Our country’s attention span has left the city of Detroit in the dust. I have always been fascinated that one of the biggest cities in the United States, has become an empty shell of a city. As the United States economy dipped lower and lower, the biggest victim (in terms of business) was the auto industry, and we know what happened after automotive business’ started to tank. So, the ones left to suffer were the citizens of Detroit. I’ve watched clip, after clip of residents not having water, living in uncertain conditions, and food deserts. It’s beautiful to watch the uprising of community gardens, culture, and rebuilding, but as usual that isn’t enough sometimes. Some might say, the reason Detroit or Flint are ignored is because they have major populations of Black people. Now, if I think how power hinders/promotes potential I would say that the powers that be, allow Detroit and Flint to fail because since this country has been founded it has not served well for the interest and well being of non-white people.

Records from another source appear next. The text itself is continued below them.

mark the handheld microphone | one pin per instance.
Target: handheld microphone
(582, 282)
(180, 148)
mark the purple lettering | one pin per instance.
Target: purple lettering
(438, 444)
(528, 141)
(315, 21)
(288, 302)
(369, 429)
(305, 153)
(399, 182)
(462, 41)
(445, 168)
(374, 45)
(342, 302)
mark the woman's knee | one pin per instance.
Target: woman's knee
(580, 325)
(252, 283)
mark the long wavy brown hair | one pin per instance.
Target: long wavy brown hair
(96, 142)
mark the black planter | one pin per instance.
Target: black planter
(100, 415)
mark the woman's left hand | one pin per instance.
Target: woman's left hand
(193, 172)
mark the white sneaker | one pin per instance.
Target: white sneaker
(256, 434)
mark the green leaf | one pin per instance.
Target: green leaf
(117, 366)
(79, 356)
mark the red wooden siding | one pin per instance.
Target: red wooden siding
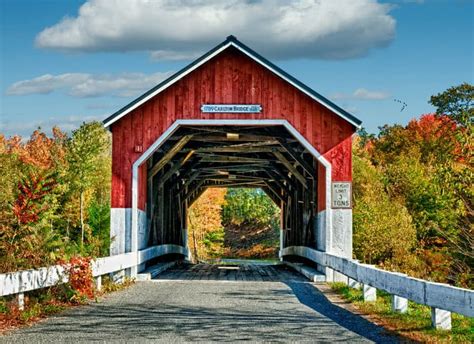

The three dimensions of power (that I read about in No Entry) are a great example of why I think some communities are left to suffer; issue, agenda, and manipulation. First off the issues going on in Detroit or Flint were looked over because the interests of the people were not key issues to our government or corporations, the agenda was to save the economy from tanking over actually helping the city, and people were manipulated to feel like there was no choice but to leave their communities or suffer because the crisis was bigger than them. If we reversed all of those statements on issue, agenda, and manipulation, I believe that power can promote potential. If we choose politicians whose agenda includes all americans on an equal basis, power can re-invigorate Detroit. The people of Detroit are trying hard to take the power into their own hands, but it feels so fragile! The moment a big company or politician wants change that doesn’t help working class people and “minorities”, all of the community uprising can be demolished. Gentrification has been a killer of communities and culture, despite the positive effects. I’ve seen in the headlines lately, that Detroit is vying to be the second headquarters for Amazon. I think that’s a great idea, it would bring new people to the city, while providing jobs. I hope that if that does happen, Amazon puts money into the community and revitalization hits Detroit. After saying that, if new communities arrive and things change, it’s important that the people who needed help in the first place are not forgotten.